Platt: Time to feed some hungry brains
Don’t spoil the end of “A Dance with Dragons” for me.
Three years ago, I bought the latest George R.R. Martin novel. I’ve taken my sweet time reading it in brief bursts. I’m about three-quarters of the way through it.
I didn’t want to rush the read, and that proved prudent because Martin still hasn’t finished the next book in the series that inspired HBO’s “Game of Thrones.” “The Winds of Winter” might be out next year.
I’ll finish the book this month, though, and probably start another one. Maybe two. Or three! Some print; some Kindle; some audiobooks.
In case you’re not aware, March is National Reading Month.

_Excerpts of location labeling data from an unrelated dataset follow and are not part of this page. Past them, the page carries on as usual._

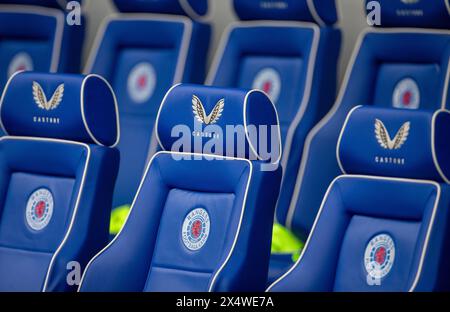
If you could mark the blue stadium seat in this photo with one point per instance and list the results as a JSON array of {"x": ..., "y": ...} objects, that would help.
[
  {"x": 293, "y": 58},
  {"x": 399, "y": 67},
  {"x": 57, "y": 168},
  {"x": 34, "y": 35},
  {"x": 201, "y": 221},
  {"x": 143, "y": 55},
  {"x": 384, "y": 225}
]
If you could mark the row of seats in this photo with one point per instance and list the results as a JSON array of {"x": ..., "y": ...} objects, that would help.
[{"x": 381, "y": 74}]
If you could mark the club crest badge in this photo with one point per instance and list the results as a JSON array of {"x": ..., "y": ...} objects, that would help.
[
  {"x": 406, "y": 94},
  {"x": 20, "y": 62},
  {"x": 39, "y": 209},
  {"x": 195, "y": 230},
  {"x": 379, "y": 256},
  {"x": 41, "y": 99},
  {"x": 269, "y": 81},
  {"x": 384, "y": 139},
  {"x": 141, "y": 82},
  {"x": 200, "y": 113}
]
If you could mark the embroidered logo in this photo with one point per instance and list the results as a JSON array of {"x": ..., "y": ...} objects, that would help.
[
  {"x": 200, "y": 114},
  {"x": 379, "y": 256},
  {"x": 384, "y": 139},
  {"x": 195, "y": 229},
  {"x": 39, "y": 209},
  {"x": 41, "y": 99}
]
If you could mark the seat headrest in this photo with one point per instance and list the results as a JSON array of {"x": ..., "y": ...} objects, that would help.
[
  {"x": 219, "y": 121},
  {"x": 196, "y": 9},
  {"x": 413, "y": 13},
  {"x": 396, "y": 143},
  {"x": 61, "y": 106},
  {"x": 59, "y": 4},
  {"x": 322, "y": 12}
]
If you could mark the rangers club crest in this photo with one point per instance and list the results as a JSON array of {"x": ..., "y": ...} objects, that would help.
[
  {"x": 20, "y": 62},
  {"x": 269, "y": 81},
  {"x": 379, "y": 256},
  {"x": 406, "y": 94},
  {"x": 141, "y": 82},
  {"x": 195, "y": 229},
  {"x": 39, "y": 209}
]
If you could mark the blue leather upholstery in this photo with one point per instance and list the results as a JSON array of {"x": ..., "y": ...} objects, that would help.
[
  {"x": 195, "y": 9},
  {"x": 294, "y": 62},
  {"x": 377, "y": 233},
  {"x": 193, "y": 223},
  {"x": 356, "y": 154},
  {"x": 55, "y": 184},
  {"x": 391, "y": 68},
  {"x": 424, "y": 14},
  {"x": 141, "y": 69},
  {"x": 321, "y": 12},
  {"x": 37, "y": 38}
]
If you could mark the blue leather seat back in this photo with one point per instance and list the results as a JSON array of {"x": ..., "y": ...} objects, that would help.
[
  {"x": 292, "y": 58},
  {"x": 192, "y": 8},
  {"x": 38, "y": 38},
  {"x": 56, "y": 184},
  {"x": 193, "y": 222},
  {"x": 322, "y": 12},
  {"x": 375, "y": 232},
  {"x": 141, "y": 70},
  {"x": 390, "y": 68}
]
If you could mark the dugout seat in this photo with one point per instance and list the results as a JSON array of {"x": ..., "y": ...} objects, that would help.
[
  {"x": 34, "y": 36},
  {"x": 383, "y": 226},
  {"x": 394, "y": 66},
  {"x": 143, "y": 51},
  {"x": 57, "y": 173},
  {"x": 195, "y": 218},
  {"x": 291, "y": 53}
]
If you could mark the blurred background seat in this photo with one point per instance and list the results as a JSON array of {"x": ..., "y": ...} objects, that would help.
[
  {"x": 58, "y": 169},
  {"x": 34, "y": 35},
  {"x": 384, "y": 225},
  {"x": 143, "y": 51},
  {"x": 290, "y": 53},
  {"x": 397, "y": 66}
]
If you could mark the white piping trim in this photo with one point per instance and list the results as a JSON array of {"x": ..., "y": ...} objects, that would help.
[
  {"x": 59, "y": 30},
  {"x": 314, "y": 14},
  {"x": 77, "y": 202},
  {"x": 159, "y": 113},
  {"x": 309, "y": 73},
  {"x": 184, "y": 47},
  {"x": 446, "y": 83},
  {"x": 433, "y": 145},
  {"x": 139, "y": 191},
  {"x": 424, "y": 249},
  {"x": 338, "y": 146},
  {"x": 238, "y": 230},
  {"x": 83, "y": 116},
  {"x": 3, "y": 97},
  {"x": 186, "y": 6},
  {"x": 337, "y": 105}
]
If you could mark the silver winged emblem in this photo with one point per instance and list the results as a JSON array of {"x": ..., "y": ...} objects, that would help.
[
  {"x": 384, "y": 138},
  {"x": 41, "y": 99},
  {"x": 200, "y": 114}
]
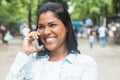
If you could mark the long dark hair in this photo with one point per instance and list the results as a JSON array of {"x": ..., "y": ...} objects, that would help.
[{"x": 62, "y": 14}]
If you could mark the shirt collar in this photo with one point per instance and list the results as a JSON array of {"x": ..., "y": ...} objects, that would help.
[{"x": 71, "y": 58}]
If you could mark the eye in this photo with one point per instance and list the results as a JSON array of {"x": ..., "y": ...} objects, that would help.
[
  {"x": 52, "y": 25},
  {"x": 41, "y": 27}
]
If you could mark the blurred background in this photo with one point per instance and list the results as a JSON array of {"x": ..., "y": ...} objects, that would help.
[{"x": 18, "y": 18}]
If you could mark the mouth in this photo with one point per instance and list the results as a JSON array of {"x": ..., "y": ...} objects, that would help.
[{"x": 49, "y": 40}]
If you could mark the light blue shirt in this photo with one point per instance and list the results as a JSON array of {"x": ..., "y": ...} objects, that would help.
[{"x": 72, "y": 67}]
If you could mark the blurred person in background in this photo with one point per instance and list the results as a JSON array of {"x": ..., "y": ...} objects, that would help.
[
  {"x": 102, "y": 35},
  {"x": 57, "y": 57},
  {"x": 3, "y": 31}
]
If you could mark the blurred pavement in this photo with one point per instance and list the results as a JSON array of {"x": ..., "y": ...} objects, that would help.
[{"x": 107, "y": 58}]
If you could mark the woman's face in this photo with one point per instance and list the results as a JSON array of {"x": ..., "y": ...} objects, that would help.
[{"x": 52, "y": 31}]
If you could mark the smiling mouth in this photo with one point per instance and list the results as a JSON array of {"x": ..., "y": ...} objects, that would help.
[{"x": 50, "y": 40}]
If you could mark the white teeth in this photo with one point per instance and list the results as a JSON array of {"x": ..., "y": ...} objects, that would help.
[{"x": 50, "y": 39}]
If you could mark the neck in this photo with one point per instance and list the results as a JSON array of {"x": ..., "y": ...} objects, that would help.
[{"x": 58, "y": 54}]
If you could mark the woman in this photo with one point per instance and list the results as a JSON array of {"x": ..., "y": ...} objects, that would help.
[{"x": 57, "y": 57}]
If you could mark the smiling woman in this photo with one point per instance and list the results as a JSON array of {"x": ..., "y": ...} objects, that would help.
[{"x": 60, "y": 59}]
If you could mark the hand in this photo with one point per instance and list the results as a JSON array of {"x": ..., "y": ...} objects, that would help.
[{"x": 27, "y": 46}]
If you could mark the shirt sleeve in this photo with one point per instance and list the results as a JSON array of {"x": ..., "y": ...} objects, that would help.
[
  {"x": 90, "y": 72},
  {"x": 15, "y": 70}
]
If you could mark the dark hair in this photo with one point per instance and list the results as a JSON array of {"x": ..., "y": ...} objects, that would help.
[{"x": 62, "y": 14}]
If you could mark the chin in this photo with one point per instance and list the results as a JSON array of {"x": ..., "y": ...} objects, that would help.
[{"x": 50, "y": 48}]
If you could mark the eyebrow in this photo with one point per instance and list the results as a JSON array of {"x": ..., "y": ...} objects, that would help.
[{"x": 48, "y": 23}]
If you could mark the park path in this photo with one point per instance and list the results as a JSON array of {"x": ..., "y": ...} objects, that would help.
[{"x": 107, "y": 58}]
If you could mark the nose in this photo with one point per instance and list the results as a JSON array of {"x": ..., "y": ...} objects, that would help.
[{"x": 47, "y": 31}]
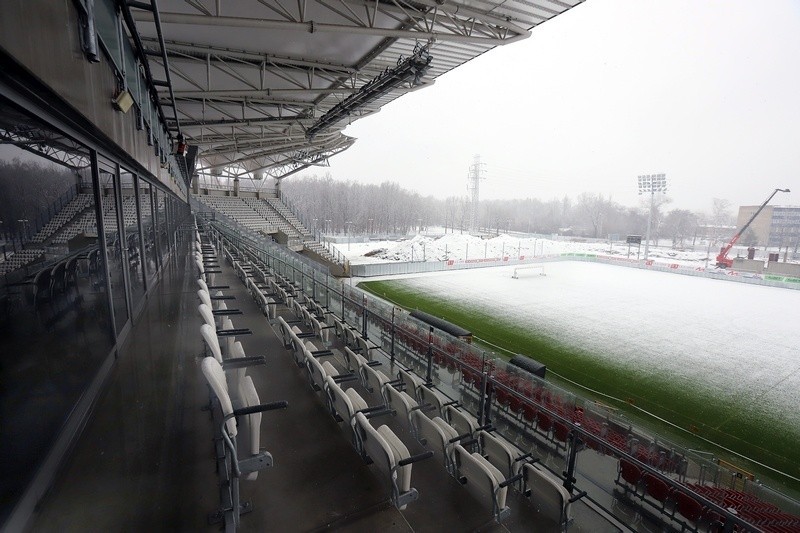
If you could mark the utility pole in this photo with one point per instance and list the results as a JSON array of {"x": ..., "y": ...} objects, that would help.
[{"x": 473, "y": 187}]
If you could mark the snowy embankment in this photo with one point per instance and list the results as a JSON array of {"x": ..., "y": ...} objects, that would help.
[
  {"x": 453, "y": 246},
  {"x": 731, "y": 341}
]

I’ve been an avid reader all my life. Some of my all-time favorite books – books I’d absolutely want along on that old reliable desert island -- include:
• “The Stand:” Stephen King’s epic tale of good vs. evil in post-apocalyptic America. I checked this out in hardcover from the junior high school library. Couldn’t put it down.
• “The Adventures of Tom Sawyer:” Mark Twain’s classic story about two boys named Tom Sawyer and Huckleberry Finn who aim to misbehave. I named my dog after Huck and he lives up to the reputation.
• “Watership Down:” Richard Adams’ adventure about talking rabbits trying to rebuild after the destruction of their warren.
• “The Hitchhiker’s Guide to the Galaxy:” Wonderfully weird space fantasy by Douglas Adams. It’s what I read to my infant son when we’re not reading “Jamberry” or “Good Night, Moon.”
• “American Gods.” Neil Gaiman’s brooding exploration of mythology in the melting pot of the United States.
Not an exhaustive list, by any means. I also have some favorite graphic novels and non-fiction books, but space is finite and brevity is a virtue.
Elizabeth Husketh, media specialist at Club Boulevard Humanities Magnet Elementary in Durham, teaches reading to students from kindergarten to fifth grade. She encourages students to read aloud books by a chosen author of the month – not just in March.
“We are aware of the research and the statistics that show early literacy as a predictor for future success in life,” she said. Her school engages students through family book clubs, digital storytelling, reading contests, guest speakers and more.
Some of her favorite books for kids include those by Yuyi Morales, such as “Nino Wrestles the World,” “The Best Part of Me” (a book of poems by Club Boulevard kids with photography by Wendy Ewald) and “The World According to Humphrey” by Betty G. Bimey.
The Durham County Library’s also getting in the spirit of National Reading Month with a Celebration of Storytelling on March 21 at the main library downtown.
From 2 to 4 p.m., Emmy Award-winning storyteller Willa Brigham hosts a workshop on storytelling for school-age children and families.
From 6:30 to 8:30 p.m., families and children are welcome to attend Durham’s first Storytelling Festival, featuring Brigham (willabrigham.com), Ron Jones (rijones.com) and Alan Hoal (thehoalstory.com).
The library doesn’t limit its zeal for reading to one month out of 12, though.
During any given week, the library offers about 30 storytimes, from “lapsit” sessions for infants to highly interactive gatherings for toddlers, preschoolers and kindergartners. They’ve also got grade-appropriate book clubs for older children and teens. Looking for a book club for adults? Consider the culinary book club, African writers book club or the mystery book club.
“We offer programs and resources that encourage and support literacy in many areas: science, technology, the arts and citizenship to name a few,” said Tammy Baggett, director of the Durham County Library. “But it all begins with reading as a gateway to learning and understanding, so we make it a priority to foster a love of reading in our youngest patrons.”
So what are you reading? And what should I read next? My brain feels hungry.